I'm trying to not be dismissive, but it seems to boil down to one of the following:
- Any individual player has the right to play any character they want.
- The DM has to justify their choice. The justification has to be for a "good" reason. The player decides if the reason is good enough.
As a GM, you have access to all the content of every book you own for an RPG. You have the authority to do whatever you want with the content in whatever way you want to use it. You can have a begger be able to cast a Wish spell, or a Gold Dragon polymorphed into a Goldfish, or any other thing your mind can invent.
As a player, you have access to a small subset of the content of the books you own. You are expected to use the content as it is printed, not just do as you please with it and acknowledge that the GM has the right to tell you that some of that small subset is off limits.
As a "Player Advocate" (even though I GM as much as play) I am supporting the position that there should be a good reason for removing the small amount of content that a player has at their disposal to create a character they would enjoy playing. To me a "good reason" means that the GM has taken their best effort at making the character presented work in their campaign and found it literally impossible to do.
So the discussion boils down to "What is a good reason to limit the player options"?
I have seen the following listed as good reasons here, and what I think about them personally.
1. I can't have fun if a player plays a dragonborn.
- Unless its ruining the game with its abilities, just call it a mutated lizardfolk and move on.
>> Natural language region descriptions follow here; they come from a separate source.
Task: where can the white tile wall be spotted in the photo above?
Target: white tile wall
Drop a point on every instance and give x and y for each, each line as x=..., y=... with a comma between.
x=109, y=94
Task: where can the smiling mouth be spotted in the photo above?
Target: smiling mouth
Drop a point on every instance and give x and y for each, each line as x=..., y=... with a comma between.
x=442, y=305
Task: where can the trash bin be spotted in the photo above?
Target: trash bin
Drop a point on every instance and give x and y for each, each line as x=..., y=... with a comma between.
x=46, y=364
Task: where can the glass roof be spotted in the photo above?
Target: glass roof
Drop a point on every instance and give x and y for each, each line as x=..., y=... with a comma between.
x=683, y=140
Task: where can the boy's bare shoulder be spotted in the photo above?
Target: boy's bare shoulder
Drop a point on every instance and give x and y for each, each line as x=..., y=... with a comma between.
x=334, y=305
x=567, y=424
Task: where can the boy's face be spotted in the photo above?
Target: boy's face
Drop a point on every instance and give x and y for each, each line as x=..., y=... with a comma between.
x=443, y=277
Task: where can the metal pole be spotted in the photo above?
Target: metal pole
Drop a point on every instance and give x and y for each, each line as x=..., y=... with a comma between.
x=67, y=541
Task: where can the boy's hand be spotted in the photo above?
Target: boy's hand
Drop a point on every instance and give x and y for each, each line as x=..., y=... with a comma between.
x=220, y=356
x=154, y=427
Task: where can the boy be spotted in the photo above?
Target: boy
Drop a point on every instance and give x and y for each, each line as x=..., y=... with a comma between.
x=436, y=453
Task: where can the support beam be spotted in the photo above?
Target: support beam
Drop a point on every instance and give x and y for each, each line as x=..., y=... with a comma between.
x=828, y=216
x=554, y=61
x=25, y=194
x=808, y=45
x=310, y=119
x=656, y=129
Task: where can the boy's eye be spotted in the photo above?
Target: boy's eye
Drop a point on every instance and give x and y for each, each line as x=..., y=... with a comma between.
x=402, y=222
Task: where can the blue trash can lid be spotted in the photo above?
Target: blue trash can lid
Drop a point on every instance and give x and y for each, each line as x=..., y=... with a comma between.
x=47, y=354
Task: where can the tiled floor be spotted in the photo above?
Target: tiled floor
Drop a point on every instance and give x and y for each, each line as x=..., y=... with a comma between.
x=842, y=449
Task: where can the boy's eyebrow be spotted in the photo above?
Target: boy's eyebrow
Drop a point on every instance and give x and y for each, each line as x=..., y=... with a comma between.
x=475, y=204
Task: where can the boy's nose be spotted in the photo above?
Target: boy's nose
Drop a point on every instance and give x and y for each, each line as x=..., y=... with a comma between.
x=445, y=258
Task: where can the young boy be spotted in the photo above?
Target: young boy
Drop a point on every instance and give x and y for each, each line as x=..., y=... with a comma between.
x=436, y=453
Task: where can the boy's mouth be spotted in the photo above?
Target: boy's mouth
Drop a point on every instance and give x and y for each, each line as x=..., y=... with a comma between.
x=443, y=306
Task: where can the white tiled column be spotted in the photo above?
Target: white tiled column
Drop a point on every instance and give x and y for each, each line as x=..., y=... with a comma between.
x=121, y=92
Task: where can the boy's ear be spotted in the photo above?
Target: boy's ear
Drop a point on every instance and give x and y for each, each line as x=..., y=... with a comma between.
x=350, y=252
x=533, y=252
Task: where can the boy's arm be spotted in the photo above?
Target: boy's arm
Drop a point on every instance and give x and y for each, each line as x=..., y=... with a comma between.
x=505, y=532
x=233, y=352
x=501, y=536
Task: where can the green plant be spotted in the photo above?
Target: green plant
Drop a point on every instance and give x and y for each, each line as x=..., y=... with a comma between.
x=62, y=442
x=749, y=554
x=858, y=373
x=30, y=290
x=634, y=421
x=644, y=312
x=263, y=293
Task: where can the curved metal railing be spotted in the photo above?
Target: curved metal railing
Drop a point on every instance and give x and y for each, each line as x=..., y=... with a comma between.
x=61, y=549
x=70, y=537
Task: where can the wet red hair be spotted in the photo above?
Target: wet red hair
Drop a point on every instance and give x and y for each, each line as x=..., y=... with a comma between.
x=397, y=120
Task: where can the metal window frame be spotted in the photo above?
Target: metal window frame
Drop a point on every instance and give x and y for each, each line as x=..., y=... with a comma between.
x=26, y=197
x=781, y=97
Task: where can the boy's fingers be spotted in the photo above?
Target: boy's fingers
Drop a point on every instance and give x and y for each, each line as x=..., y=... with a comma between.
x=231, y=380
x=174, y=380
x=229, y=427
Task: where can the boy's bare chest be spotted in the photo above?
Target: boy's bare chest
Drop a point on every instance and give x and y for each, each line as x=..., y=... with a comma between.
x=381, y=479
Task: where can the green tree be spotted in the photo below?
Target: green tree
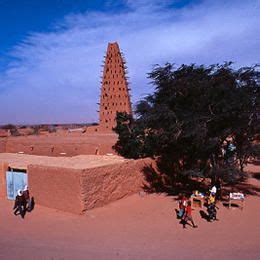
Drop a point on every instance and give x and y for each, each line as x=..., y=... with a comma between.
x=194, y=112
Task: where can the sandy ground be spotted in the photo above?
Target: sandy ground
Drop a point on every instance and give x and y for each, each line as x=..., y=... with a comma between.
x=21, y=161
x=132, y=228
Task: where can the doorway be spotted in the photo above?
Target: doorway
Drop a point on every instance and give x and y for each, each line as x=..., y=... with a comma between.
x=16, y=179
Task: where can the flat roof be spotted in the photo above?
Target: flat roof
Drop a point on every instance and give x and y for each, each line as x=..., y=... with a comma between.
x=21, y=161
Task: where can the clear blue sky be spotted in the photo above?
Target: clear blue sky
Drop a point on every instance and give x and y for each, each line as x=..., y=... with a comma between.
x=51, y=50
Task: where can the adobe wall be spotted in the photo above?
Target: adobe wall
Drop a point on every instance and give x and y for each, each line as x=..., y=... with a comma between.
x=106, y=184
x=3, y=169
x=2, y=145
x=55, y=145
x=56, y=187
x=76, y=190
2. My world only has the Tolkien races.
- Tolkien had all sorts of strange beings in his stories, can you not add in one or two into yours?
3. I play OD&D and the races aren't in the rules.
- Legit a good reason.
4. I don't want to have to create an intricate backstory for your race.
- You don't have to to allow a single individual.
5. My game is set in Earth Culture X and culture Y wouldn't make sense.
- Let me play my Culture Y character if I can make it make sense. You could play a "viking" in an Egyptian campaign, but you would be a seafaring raiding culture from the Mediterranean shores.
It really isn't hard at all to, as a GM, take a players concept for a character and figure out how it could work in most D&D campaigns if you are interested in making it work.
GM: This is a 100% organic campaign. All primal and nature based. Not technology.
Player: I want to be a Warforged Gunslinger
GM: OK, You are an animated thorn tree and your "guns" are actually thorns you are shooting.
GM: This is a human only low magic campaign set in ancient Greece.
Player: I want to be a Firbolg Druid
GM: OK, the goddess Diana cursed your familiy when your mom was pregnant and as a result you were born hideous and deformed but with the ability to change shapes, and with her blessing bring about natural powers.